What Are the Chances? Explaining the Epsilon Parameter in Differential Privacy
(2303.00738)Abstract
Differential privacy (DP) is a mathematical privacy notion increasingly deployed across government and industry. With DP, privacy protections are probabilistic: they are bounded by the privacy budget parameter, $\epsilon$. Prior work in health and computational science finds that people struggle to reason about probabilistic risks. Yet, communicating the implications of $\epsilon$ to people contributing their data is vital to avoiding privacy theater -- presenting meaningless privacy protection as meaningful -- and empowering more informed data-sharing decisions. Drawing on best practices in risk communication and usability, we develop three methods to convey probabilistic DP guarantees to end users: two that communicate odds and one offering concrete examples of DP outputs. We quantitatively evaluate these explanation methods in a vignette survey study ($n=963$) via three metrics: objective risk comprehension, subjective privacy understanding of DP guarantees, and self-efficacy.

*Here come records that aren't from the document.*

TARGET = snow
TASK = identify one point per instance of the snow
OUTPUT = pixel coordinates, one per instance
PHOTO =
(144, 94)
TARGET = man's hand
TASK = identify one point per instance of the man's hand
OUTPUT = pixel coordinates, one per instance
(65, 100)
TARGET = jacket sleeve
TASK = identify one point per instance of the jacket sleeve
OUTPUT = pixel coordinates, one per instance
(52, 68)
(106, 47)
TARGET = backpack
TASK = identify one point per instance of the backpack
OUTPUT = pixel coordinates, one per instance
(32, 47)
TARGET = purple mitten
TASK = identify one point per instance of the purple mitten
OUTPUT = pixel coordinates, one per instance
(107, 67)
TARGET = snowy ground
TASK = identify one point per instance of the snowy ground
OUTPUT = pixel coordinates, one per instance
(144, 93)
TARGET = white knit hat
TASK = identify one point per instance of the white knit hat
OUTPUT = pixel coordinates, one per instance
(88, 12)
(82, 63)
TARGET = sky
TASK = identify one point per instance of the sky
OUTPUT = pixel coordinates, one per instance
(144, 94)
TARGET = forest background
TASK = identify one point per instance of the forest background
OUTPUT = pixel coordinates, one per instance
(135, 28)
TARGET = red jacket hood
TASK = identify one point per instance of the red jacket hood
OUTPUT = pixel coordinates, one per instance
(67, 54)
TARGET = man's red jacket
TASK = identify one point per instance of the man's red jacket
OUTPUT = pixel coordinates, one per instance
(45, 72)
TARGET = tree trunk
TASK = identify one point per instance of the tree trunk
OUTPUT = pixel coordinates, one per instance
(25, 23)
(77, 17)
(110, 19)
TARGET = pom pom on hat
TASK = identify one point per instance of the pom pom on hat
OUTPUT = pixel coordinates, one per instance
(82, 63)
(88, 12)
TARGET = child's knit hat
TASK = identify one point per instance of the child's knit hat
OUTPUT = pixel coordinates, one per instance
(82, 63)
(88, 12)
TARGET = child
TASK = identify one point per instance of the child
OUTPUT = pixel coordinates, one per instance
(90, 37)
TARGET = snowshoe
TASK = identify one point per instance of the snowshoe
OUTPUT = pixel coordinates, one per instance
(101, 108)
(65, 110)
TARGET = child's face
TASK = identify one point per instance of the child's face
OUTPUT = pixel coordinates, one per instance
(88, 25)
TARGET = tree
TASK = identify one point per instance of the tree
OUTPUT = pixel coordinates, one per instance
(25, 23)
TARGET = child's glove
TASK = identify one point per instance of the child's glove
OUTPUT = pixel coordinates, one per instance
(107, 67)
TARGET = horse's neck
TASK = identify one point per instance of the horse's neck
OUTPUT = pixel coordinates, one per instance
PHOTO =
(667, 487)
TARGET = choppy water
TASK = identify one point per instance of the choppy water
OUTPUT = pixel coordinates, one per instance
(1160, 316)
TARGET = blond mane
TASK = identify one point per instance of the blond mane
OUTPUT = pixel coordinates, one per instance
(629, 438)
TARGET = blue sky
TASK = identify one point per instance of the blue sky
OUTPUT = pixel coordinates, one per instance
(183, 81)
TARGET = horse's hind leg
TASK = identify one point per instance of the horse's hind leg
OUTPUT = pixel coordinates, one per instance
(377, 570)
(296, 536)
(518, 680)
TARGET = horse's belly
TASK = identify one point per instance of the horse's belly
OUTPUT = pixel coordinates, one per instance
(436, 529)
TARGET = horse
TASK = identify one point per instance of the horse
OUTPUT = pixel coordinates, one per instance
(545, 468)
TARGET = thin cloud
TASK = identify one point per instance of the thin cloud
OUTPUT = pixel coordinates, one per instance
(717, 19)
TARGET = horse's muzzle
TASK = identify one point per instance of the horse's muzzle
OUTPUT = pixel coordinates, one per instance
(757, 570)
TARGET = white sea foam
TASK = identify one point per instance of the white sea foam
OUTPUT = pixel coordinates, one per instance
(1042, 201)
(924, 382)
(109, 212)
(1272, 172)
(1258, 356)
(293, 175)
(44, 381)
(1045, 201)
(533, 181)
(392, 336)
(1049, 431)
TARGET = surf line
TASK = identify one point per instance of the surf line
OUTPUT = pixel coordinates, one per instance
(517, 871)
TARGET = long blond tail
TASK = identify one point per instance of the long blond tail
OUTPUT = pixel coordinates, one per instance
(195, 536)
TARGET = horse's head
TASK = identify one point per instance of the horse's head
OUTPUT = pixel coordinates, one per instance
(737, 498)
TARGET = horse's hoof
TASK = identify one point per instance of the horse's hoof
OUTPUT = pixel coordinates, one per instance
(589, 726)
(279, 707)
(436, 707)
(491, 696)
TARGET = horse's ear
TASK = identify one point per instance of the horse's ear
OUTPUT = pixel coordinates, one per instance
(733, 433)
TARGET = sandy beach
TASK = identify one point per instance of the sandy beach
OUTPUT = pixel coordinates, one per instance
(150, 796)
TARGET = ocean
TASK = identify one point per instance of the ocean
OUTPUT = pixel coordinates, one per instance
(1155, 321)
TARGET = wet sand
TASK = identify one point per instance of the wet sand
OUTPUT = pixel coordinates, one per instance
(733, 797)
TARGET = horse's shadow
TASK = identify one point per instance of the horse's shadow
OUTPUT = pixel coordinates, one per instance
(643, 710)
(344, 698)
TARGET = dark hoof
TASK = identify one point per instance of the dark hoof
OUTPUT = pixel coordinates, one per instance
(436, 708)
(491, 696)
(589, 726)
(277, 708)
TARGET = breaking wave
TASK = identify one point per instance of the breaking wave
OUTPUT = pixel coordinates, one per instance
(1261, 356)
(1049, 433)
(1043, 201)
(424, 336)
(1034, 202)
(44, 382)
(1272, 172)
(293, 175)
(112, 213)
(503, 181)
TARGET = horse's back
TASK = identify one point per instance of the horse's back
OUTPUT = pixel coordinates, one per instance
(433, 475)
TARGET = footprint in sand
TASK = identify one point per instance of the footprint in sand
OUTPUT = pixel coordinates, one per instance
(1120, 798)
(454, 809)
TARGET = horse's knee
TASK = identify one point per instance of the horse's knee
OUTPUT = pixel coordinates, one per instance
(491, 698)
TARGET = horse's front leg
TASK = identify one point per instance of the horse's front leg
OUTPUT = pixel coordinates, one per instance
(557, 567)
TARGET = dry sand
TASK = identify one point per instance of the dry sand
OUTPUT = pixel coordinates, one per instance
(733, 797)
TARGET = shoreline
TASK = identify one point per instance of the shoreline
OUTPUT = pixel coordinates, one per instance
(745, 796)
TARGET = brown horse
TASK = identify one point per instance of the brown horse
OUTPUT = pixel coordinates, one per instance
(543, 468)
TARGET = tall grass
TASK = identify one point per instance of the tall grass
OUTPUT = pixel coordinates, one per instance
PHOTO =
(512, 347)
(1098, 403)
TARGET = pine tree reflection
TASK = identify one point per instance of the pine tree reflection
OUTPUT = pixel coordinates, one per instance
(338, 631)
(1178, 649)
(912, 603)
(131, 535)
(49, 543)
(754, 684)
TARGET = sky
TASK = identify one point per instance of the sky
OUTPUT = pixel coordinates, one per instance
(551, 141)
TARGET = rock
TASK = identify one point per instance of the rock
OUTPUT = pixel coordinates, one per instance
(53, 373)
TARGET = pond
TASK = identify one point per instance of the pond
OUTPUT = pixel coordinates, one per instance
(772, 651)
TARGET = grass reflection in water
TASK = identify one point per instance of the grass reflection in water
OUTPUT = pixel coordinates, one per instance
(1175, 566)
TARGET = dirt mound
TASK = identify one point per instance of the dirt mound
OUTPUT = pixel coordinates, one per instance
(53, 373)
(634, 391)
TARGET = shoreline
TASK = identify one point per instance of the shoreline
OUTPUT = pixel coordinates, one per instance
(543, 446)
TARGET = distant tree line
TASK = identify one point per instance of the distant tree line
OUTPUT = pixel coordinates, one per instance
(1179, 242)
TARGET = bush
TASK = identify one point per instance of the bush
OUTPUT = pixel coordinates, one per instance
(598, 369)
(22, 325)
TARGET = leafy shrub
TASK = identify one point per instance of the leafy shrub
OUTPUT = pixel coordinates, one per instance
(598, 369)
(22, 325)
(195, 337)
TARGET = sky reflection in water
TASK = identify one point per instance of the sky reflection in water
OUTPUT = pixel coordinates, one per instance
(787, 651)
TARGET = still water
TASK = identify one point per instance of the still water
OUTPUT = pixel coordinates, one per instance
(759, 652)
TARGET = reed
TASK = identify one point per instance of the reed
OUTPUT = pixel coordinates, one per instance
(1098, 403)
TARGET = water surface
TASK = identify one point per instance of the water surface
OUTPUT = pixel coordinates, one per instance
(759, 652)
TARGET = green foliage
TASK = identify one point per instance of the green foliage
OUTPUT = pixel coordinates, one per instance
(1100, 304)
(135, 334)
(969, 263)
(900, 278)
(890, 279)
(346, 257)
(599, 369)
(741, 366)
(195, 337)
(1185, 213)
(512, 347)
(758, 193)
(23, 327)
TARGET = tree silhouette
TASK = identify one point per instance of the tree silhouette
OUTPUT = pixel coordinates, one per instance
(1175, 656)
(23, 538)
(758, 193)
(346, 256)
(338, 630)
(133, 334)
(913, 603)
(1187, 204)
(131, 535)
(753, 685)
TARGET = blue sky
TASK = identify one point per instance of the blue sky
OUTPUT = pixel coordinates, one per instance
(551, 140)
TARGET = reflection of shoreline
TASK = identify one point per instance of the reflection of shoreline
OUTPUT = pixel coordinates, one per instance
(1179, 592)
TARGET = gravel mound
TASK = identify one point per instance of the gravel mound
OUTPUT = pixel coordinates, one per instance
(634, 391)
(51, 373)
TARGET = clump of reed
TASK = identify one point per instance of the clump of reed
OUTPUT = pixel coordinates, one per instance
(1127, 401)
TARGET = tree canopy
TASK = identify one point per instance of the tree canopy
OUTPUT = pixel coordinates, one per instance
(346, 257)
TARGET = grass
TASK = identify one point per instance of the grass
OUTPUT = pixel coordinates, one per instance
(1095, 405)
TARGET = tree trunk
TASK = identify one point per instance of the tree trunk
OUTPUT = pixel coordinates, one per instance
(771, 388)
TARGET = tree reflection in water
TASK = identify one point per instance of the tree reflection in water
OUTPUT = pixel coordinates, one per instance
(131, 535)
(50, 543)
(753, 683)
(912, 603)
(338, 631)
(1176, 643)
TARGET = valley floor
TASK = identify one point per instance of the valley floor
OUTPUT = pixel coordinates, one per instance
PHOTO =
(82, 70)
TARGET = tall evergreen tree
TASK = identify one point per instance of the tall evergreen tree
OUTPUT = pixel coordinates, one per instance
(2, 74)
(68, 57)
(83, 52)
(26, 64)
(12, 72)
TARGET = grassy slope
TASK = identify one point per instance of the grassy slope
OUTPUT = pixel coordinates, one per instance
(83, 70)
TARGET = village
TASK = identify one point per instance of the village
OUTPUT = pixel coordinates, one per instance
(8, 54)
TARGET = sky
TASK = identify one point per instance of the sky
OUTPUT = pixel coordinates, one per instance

We find that odds-based explanation methods are more effective than (1) output-based methods and (2) state-of-the-art approaches that gloss over information about $\epsilon$. Further, when offered information about $\epsilon$, respondents are more willing to share their data than when presented with a state-of-the-art DP explanation; this willingness to share is sensitive to $\epsilon$ values: as privacy protections weaken, respondents are less likely to share data.